Afrique-Chine : 80 milliards $ de déficit commercial malgré le zéro tarif

Le déficit commercial africain avec la Chine atteint 80,07 milliards de dollars sur huit mois. Les exportations africaines progressent, mais moins vite que les ventes chinoises, alors que l’extension du zéro tarif n’est entrée en vigueur qu’en mai.
Le déficit commercial de l’Afrique avec la Chine a atteint 80,07 milliards de dollars entre janvier et août 2026, en hausse de 34,48 % sur un an. Pékin a vendu 177 milliards de dollars de marchandises au continent et n’en a acheté que pour 96,93 milliards.
L’écart s’est creusé d’environ 20,5 milliards de dollars en douze mois, même si les exportations africaines vers la Chine ont progressé de 19 %.
Le régime zéro tarif ne couvre pas toute la période de la même manière. Trente-trois pays africains classés parmi les moins avancés en bénéficiaient déjà depuis décembre 2024, tandis que son extension aux vingt autres partenaires diplomatiques africains de Pékin n’est entrée en vigueur que le 1er mai 2026.
Au premier trimestre, les exportations chinoises de biens d’équipement vers l’Afrique ont augmenté de 43,5 %, celles de biens de consommation de 25 % et celles de produits intermédiaires de 23,3 %. Les importations chinoises depuis l’Afrique progressaient alors de 14,6 %.
Sur les huit premiers mois de 2026, le commerce bilatéral a atteint 273,94 milliards de dollars. La Chine a exporté environ 1,83 dollar de marchandises vers l’Afrique pour chaque dollar acheté au continent.
Le zéro tarif ne change pas à lui seul la structure des échanges
L’avantage douanier réduit le coût d’entrée sur le marché chinois, mais il ne transforme ni les capacités de production ni la composition des exportations africaines. Le continent vend encore principalement des matières premières et des produits agricoles, alors qu’il importe surtout des machines, des équipements et des biens manufacturés.

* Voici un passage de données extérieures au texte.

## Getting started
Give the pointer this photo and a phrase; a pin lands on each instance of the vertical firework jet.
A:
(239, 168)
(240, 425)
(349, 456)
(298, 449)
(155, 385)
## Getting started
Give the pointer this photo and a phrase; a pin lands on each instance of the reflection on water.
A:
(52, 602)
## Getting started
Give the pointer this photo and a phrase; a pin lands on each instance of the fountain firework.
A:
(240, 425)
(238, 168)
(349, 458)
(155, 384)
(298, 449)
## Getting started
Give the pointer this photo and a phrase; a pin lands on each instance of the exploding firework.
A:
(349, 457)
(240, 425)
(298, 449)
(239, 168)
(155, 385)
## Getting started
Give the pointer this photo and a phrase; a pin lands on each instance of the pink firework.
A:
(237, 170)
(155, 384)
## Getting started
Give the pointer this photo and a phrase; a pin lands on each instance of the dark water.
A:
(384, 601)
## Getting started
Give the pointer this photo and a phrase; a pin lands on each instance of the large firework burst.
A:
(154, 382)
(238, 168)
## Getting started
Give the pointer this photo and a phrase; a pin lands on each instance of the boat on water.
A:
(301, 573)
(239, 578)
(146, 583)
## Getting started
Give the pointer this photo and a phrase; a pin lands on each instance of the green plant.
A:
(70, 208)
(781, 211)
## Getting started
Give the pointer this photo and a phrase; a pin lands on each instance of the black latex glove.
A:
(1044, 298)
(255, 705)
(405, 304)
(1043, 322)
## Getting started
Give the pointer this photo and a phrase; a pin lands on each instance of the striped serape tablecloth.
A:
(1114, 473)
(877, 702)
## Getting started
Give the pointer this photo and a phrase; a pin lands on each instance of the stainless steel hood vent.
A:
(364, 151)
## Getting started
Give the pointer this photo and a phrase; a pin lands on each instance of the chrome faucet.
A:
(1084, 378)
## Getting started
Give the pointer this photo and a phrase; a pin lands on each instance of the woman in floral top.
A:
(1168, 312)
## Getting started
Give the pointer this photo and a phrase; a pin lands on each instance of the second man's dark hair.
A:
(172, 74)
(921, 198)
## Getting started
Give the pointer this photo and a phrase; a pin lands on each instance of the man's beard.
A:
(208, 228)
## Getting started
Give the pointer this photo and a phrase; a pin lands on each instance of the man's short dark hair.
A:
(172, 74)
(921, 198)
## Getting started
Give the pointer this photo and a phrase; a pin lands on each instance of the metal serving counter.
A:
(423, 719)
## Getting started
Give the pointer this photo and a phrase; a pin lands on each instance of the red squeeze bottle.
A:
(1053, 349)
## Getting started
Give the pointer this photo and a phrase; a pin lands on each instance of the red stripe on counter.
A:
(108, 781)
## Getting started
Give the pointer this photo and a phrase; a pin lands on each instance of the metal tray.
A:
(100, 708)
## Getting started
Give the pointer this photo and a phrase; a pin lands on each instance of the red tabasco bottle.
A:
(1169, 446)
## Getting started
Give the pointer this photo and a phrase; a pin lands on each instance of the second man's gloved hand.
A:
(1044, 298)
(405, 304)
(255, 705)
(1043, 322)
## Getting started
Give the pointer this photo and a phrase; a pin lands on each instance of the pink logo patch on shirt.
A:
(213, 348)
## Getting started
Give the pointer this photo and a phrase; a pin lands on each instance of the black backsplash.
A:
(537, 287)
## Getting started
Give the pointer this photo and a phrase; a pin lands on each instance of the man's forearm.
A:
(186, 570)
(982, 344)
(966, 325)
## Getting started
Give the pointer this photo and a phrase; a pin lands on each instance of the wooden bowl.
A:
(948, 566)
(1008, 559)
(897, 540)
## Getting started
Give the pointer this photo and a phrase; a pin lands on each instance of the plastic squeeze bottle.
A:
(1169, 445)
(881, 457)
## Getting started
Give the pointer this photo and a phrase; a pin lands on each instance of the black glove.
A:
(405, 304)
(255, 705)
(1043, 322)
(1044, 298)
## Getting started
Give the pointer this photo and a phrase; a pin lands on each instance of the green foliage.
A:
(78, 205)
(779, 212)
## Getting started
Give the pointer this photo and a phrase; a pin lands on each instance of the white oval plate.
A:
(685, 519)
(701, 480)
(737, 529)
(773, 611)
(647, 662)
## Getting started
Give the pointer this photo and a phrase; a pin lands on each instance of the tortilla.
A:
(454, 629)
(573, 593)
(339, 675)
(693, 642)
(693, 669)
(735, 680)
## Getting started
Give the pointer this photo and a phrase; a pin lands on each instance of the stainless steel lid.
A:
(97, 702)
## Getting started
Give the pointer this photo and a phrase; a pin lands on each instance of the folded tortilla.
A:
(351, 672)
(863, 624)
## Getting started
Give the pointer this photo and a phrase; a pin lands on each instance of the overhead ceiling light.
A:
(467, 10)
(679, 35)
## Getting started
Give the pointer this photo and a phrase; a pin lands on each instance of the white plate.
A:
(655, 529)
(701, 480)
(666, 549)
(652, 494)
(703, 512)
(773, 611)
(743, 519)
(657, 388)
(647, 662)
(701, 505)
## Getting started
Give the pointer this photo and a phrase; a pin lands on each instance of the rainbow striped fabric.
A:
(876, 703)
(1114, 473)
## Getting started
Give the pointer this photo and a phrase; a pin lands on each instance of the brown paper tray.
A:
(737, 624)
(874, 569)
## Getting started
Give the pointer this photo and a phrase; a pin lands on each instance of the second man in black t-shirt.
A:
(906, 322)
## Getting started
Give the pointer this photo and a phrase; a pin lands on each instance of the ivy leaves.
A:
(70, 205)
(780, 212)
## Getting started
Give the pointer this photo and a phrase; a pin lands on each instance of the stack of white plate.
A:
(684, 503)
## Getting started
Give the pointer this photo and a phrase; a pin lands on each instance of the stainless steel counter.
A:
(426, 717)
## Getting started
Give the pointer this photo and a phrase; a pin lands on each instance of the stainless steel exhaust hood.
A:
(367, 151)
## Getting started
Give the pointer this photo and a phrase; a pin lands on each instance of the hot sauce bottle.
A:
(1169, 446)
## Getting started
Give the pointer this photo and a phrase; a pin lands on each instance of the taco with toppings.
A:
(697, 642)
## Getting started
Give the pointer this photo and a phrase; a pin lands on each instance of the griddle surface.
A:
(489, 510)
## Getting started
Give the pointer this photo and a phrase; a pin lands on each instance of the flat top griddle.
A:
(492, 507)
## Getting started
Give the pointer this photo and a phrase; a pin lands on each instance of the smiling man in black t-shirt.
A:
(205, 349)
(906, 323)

Pour réduire durablement le déficit, les pays africains doivent donc convertir l’accès tarifaire en volumes exportables, en transformation locale et en produits capables de répondre aux normes techniques et sanitaires chinoises. Sans ce changement de structure, l’ouverture du marché peut accroître les échanges sans corriger le déséquilibre.
La poussée des exportations chinoises reste plus rapide
Le mouvement tient aussi à la recherche de nouveaux débouchés par les producteurs chinois, confrontés à des barrières plus fortes aux États-Unis et en Europe. L’Afrique devient ainsi un marché de diversification au moment même où ses propres capacités manufacturières restent plus limitées.
Pour les vingt pays ajoutés au régime le 1er mai 2026, l’exemption sur l’ensemble des lignes tarifaires doit rester en vigueur jusqu’au 30 avril 2028.